SELECT P1.object_id, p1.[schema], p1.name, p1.schemeName ,p1.partitionNumber,p1.fileGroupName, p1.rangeValue, p1.rows, p1.boundaryOnRight,
 CASE WHEN P2.rangeValue IS NULL THEN '' ELSE CASE P1.boundaryOnRight WHEN 0 THEN '>' ELSE '>=' END END +
 COALESCE(CAST(P2.rangeValue AS VARCHAR) + CASE WHEN P1.rangeValue IS NULL THEN '' ELSE ' AND ' END, '') +
 CASE WHEN P1.rangeValue IS NULL THEN '' ELSE CASE P1.boundaryOnRight WHEN 0 THEN '<=' ELSE '<' END END +
 COALESCE(CAST(P1.rangeValue AS VARCHAR), '') AS [expr]
 FROM #parts P1
 LEFT JOIN #parts P2 ON P1.partitionNumber = P2.partitionNumber + 1
 AND P1.schemeName = P2.schemeName AND P1.name = P2.name
order by p1.partitionNumber desc

GO

We have several tables on the partition schema, but we are not concerned about tables, just schemas. So that is why I need to get the table IDs. If you only have one table on the schema then this is not really required. Depending on the size of your partition schema, this can take up to 5 minutes to run, hence the NOLOCK.

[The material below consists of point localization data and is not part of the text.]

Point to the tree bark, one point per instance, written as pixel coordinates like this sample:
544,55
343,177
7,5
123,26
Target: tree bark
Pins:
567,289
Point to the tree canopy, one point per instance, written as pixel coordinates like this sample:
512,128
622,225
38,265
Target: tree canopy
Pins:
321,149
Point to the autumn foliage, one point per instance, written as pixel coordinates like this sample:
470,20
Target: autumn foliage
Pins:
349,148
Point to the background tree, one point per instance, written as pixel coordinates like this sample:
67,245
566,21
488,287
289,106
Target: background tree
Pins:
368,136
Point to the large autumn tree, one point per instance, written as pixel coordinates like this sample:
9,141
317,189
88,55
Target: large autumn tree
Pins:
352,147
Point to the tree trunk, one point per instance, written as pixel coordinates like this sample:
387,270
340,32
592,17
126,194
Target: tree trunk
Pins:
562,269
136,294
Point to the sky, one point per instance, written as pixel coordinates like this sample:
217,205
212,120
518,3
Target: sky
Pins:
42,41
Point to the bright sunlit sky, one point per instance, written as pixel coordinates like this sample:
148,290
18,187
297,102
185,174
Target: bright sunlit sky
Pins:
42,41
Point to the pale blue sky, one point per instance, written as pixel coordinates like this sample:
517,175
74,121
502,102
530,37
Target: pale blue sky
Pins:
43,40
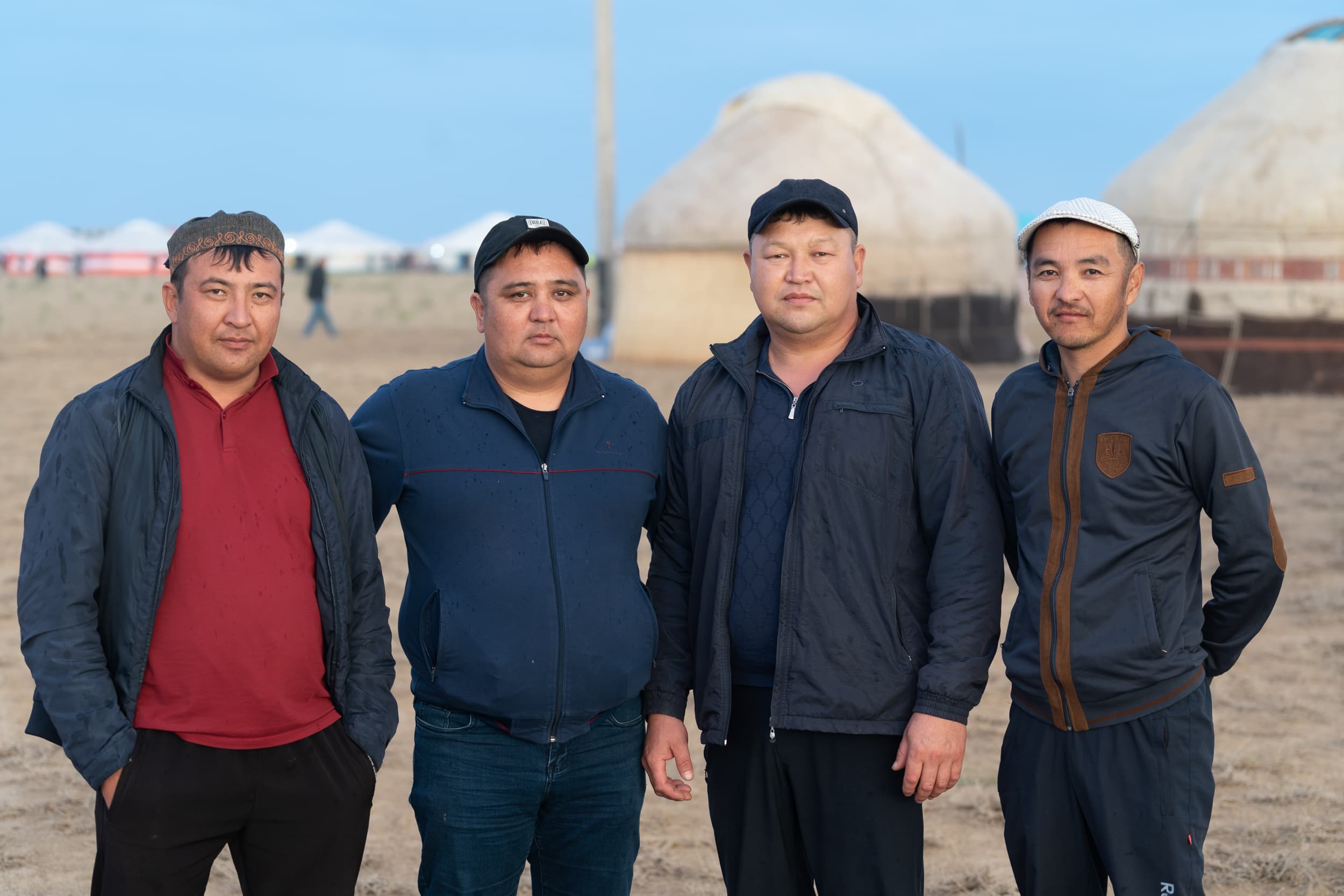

w/r/t my merge script, I put the results into a temporary table and it is at this point I get the partition range values for any partitions that have a 0 row count and merge the partition. I tested it time and time again, and it does the job very well and merges a partition every two seconds. I’m running this during a time when the database/partitions are not in use.